Nice vids , do you just have to get those cart corals and signs pretty close to where it was before? Oh yah and your passenger side reverse light is out.


----------



## jimaug87

I worked as a carrage collector for a couple of supermarkets while I was in high school; I actually loved that job. Rolling carriages into the corrals moves them if they're not cemented down, i doubt he has to be perfect when replacing them.

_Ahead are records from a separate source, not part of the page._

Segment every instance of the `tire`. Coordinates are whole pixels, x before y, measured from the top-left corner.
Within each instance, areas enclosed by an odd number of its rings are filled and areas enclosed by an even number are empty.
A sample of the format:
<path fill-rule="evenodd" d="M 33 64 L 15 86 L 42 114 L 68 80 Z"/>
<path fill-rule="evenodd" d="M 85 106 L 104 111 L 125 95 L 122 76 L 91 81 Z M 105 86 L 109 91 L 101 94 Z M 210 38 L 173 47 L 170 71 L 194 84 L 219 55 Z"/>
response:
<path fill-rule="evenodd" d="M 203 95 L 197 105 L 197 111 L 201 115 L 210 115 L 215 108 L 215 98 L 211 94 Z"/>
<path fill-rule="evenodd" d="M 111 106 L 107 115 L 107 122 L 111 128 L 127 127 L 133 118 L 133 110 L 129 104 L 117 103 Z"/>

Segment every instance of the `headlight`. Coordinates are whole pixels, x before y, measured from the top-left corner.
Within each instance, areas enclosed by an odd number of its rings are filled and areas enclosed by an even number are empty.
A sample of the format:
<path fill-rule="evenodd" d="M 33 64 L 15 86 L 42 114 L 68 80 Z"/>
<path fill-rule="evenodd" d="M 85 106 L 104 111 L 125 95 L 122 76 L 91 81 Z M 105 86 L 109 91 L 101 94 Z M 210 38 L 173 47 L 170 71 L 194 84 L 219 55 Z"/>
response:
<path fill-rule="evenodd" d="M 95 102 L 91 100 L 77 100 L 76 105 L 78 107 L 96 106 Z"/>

I saw a front loader with a pusher on the front nick one by accident and it stayed crooked for weeks. The one he hit could not be moved by hand, it was weighed down with huge, plastic tubs filled with sand. I don't even think he noticed.


----------



## stroker79

Im ready to do this all over again!!!

Got a new mount for the camera too!


----------



## tls22

Sweet Doug thanks for the Bump, these are some good vids!


----------



## mike psd

ditto you need to keep tim and me entertained went it not snowing . i was very impressed with the boss last year


----------



## Turf Commando

Watching your video now in the DARK feels like I'm behind the wheel, except I fell a-sleep on the keyboard...
I really need to go to sleep geezzzz...
Thanks for sharing I'll watch every clip...


----------



## Ford445

Stroker, do you have lights mounted on your front fenders? If so what are they?


----------



## stroker79

Yes, they are the Whelen LIN 3s


----------



## Ford445

Did you just mount them directly to your fender? Ive always wanted to have some sort of an intersection light but could never come up with something Ive really liked. Maybe if you have time some day you could grab a daylight pic of it, Id love to see what you did.

ussmileyflag


----------



## stroker79

they are just screwed right in. you need to make 3 holes, one in the middle of the light for the wires and then the 2 screw holes. Ill see if I have any other pics or vids


----------



## stroker79

here is a video that is from awhile ago but it shows the lights with better lighting

www.mobileaudioguy.com/Videos/truckstrobesbay


----------



## WilliamOak

Hey Doug, wth am I supposed to do when I'm bored if your videos arent working? Now I actually have to find something constructive to do with my time....


----------



## FEFMedia

eek domain name expired.. better renew fast or you loose it


----------



## stroker79

Yeah im glad this got bumped! It had my old CC info!

Its renewed but wont be active for a few days


----------